Automatismen ohne Programmierkenntnisse möglich
Werden “normale” Mitarbeiter ohne Programmierkenntnisse durch Low-Code-Software wie der Microsoft Power Platform zum Softwareentwickler und können dadurch zeitaufwendige Prozesse in Eigenregie automatisieren? Bisher lag die Verantwortung für Automatisierung laut einer PwC-Studie zum Thema „Robotic Process Automation in der DACH Region“ in 70 Prozent der Unternehmen bei der IT. Eine neuere Studie zeigt jedoch eine deutliche Verschiebung: Weg von der IT-Dominanz hin zu einer stärkeren Einbindung der Fachabteilungen. Diese Entwicklung unterstreicht die Vision von Herstellern wie Microsoft, dass etwa Power Automate als Teil der Power Platform durchaus von Nicht-IT-lern angewandt werden kann. Was Power Automate Flows betrifft, ist diese Vision bereits heute in vielen Unternehmen Realität, bei den Power Apps ist dagegen noch viel Luft nach oben.
Eine entscheidende Rolle spielt immer auch die jeweilige Unternehmenskultur, die ein selbständiges Agieren oft maßgeblich fördert oder auch erheblich bremst. Welche Automatisierungen Anwender ohne Programmierkenntnisse mit SharePoint & Power Platform tatsächlich umsetzen können und warum die systematische Zusammenarbeit mit der IT ein wesentlicher Erfolgsfaktor bleibt, erfahren Sie in diesem Beitrag.
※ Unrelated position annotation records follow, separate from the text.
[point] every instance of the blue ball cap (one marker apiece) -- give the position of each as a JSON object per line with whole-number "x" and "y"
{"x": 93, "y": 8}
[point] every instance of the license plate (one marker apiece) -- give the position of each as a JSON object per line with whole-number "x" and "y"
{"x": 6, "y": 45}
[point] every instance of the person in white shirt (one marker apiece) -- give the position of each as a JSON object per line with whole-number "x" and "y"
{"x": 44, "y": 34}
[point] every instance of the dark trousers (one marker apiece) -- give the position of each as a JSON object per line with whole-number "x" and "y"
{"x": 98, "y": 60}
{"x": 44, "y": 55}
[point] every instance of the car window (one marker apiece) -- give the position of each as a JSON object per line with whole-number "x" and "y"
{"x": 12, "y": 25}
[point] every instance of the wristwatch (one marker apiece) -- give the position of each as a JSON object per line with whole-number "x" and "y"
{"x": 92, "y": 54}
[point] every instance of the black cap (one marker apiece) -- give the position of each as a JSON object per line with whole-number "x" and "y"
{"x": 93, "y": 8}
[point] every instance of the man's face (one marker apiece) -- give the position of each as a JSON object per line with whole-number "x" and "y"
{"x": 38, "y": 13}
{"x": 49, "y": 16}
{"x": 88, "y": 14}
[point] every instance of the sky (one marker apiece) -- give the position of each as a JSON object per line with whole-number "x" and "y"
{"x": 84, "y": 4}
Automatisierung ohne Programmierkenntnisse mit SharePoint und Power Platform
Sowohl über SharePoint als auch über die Power Platform bietet das Microsoft-Ökosystem zahlreiche Einstiegsmöglichkeiten in die Workflow-Automatisierung für Nutzer ohne Programmierkenntnisse.
Automatisierungen in SharePoint umsetzen
Das simple Verwenden von Grundfunktionen zur Automatisierung von Listen macht SharePoint zu einem optimalen Werkzeug für Unternehmen:
- Listen in SharePoint erstellen
Listen sind Sammlungen von Daten, die für einzelne Mitarbeiter oder Gruppen bereitgestellt werden können. Neben der Möglichkeit, manuelle Listen mit verschiedenen Spalten anzulegen, stellt Microsoft eine Reihe von Listen-Vorlagen für Standardanwendungen, wie To-Do-Listen, Issue Tracking oder Mitarbeiter-Onboarding, zur Verfügung.
- Formulare erstellen und anpassen
Auch einfache Erfassungsformulare ohne weitergehende Prozesslogik lassen sich über die Anpassung der Standardformulare einfach und ohne tiefergehende Programmierkenntnisse umsetzen.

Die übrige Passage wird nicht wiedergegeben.